USTR Ron Kirk visited Google last week for a round table on “Supporting Silicon Valley in the Global Economy.” One of the big headlines coming out of event is an argument, pushed by Google, that online censorship is a trade barrier.
The analogy/conflation between web openness and trade openness seems increasingly prevalent. The Economist devoted a cover story to the internet’s openness earlier this month and said that “the internet is as much a trade pact as an invention… Just as a free-trade agreement between countries increases the size of the market and boosts gains from trade, so the internet led to greater gains from the exchange of data and allowed innovation to flourish.”
While at some level the analogy is appropriate because there are common lessons, such as the fact that specialization is limited by the size of the market, I doubt that it’s as valuable when discussing the nuts and bolts of such (informational or economic) exchanges or the policies that should be adopted. But Google is pushing it hard:
Chief Legal Officer David Drummond… said Google is seeing an “alarming increase” in governments around the world censoring the Web, and he called on the U.S. government to treat the issue much as it would if a foreign nation was blocking the trade of physical goods.
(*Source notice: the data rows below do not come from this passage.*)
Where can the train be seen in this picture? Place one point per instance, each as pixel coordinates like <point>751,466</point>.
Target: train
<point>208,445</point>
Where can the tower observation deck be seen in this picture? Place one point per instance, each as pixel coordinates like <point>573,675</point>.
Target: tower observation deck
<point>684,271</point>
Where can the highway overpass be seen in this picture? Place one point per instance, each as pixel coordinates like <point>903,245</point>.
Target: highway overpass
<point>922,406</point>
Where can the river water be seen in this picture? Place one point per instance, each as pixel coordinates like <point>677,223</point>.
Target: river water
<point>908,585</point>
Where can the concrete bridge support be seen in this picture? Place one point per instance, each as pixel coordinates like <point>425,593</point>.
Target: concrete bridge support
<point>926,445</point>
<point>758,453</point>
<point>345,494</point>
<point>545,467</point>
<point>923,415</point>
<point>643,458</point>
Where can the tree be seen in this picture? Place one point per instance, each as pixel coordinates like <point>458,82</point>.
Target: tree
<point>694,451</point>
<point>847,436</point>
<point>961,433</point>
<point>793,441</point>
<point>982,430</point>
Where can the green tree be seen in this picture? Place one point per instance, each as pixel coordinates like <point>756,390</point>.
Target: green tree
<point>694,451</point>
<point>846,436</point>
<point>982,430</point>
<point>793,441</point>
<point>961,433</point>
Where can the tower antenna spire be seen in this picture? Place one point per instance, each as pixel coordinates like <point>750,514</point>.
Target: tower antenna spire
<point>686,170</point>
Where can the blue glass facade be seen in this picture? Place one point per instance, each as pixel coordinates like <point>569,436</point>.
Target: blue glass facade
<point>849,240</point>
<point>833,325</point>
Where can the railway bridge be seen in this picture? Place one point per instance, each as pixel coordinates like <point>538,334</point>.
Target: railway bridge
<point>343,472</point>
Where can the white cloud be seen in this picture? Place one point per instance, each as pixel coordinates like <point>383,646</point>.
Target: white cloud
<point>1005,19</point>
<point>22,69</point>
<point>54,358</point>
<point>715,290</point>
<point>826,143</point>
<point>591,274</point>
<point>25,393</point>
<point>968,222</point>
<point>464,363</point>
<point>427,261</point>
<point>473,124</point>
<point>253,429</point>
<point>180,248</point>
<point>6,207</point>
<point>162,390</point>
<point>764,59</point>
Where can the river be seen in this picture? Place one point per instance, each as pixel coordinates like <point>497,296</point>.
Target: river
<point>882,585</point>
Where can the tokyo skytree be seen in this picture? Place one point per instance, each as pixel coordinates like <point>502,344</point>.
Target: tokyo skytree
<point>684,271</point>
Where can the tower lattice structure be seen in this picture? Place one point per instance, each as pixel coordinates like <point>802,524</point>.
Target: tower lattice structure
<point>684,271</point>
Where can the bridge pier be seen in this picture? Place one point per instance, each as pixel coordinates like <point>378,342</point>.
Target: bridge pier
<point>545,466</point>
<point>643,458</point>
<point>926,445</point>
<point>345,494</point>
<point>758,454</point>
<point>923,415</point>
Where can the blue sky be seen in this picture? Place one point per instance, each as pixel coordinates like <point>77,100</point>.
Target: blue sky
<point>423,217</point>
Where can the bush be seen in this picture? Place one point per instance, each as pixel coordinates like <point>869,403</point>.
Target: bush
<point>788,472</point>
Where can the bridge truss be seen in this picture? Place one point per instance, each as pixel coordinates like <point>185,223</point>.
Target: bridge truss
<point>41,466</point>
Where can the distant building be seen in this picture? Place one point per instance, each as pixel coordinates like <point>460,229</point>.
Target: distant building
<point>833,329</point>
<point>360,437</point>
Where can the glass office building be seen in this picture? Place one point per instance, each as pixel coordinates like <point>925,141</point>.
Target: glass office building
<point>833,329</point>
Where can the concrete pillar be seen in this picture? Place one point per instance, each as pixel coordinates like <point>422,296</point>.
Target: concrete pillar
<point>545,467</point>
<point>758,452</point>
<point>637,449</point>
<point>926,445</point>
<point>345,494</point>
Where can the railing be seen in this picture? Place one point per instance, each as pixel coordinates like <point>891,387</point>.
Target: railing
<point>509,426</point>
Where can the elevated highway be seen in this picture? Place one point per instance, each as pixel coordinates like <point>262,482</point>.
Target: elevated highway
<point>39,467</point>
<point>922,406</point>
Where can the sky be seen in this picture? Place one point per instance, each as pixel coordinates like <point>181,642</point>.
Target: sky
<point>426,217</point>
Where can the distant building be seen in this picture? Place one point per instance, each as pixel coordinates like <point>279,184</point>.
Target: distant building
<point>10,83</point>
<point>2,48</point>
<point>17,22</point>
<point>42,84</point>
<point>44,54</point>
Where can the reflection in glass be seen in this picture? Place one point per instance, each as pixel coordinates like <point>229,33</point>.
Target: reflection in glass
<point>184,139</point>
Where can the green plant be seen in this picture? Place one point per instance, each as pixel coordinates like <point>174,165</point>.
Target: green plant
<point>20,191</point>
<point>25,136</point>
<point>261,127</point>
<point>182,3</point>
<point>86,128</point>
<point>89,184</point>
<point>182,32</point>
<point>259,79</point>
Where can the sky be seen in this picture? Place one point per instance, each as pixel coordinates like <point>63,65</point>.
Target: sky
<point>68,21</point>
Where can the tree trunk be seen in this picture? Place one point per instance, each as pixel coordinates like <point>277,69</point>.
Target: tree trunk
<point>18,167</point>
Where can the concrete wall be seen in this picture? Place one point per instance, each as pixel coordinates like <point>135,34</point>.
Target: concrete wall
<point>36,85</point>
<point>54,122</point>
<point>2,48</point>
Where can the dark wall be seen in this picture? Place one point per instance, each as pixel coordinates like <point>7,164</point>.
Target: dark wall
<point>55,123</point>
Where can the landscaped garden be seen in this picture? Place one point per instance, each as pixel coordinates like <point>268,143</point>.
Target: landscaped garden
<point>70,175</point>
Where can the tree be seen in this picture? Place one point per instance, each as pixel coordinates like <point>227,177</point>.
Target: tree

“If this was happening with physical trade, we’d all be saying this violates trade agreements,” he said…
Drummond said barriers take several forms, such as blocking access to Google’s YouTube video service or by imposing licensing requirements that stipulate the company must install servers within a country in order to create a “local presence”–a definition that subjects content on those servers to local laws.
This argument, as presented by the WSJ, isn’t consistent with WTO law. Trade barriers discriminate between domestically produced goods and imports produced abroad. To quote myself:
Banning the consumption of tradable goods and services isn’t a WTO violation per se; international trade law emphasizes non-discrimination in the treatment of foreign and domestic products. Consider Antigua’s online gambling case against the US at the WTO. The basis for its claims was not that the US was obliged to allow online gambling, but that if it allowed domestic online gambling (such as allowed by the Interstate Horseracing Act), it was obliged by its GATS commitments to also allow online gambling provided by foreign suppliers. Similarly, I suspect that censorship only constitutes a trade barrier if foreign sources of information are censored more heavily than domestic providers, i.e. a difference in national treatment.
In short, “free trade” doesn’t mean “everything goes” and local laws can’t govern consumption. Free trade means non-discrimination with respect to producers’ origins.
The more plausible line of argument is that trade agreements can be used as leverage in negotiating non-trade issues:
“In our view at Google it’s high time for us to start really sinking our teeth into this one,” said Drummond.
“We have great opportunities now with pending trade agreements to start putting some pressure on countries to recognize that Internet freedom not only is a core value — that we should be holding them to account from a human rights standpoint — but also that if you want to be part of the community of free trade, you are going to have to find a way to allow the Internet to be open.”
But making trade negotiations contingent on pledges against government censorship doesn’t mean that Chinese-style internet censorship constitutes a trade barrier in the traditional WTO sense.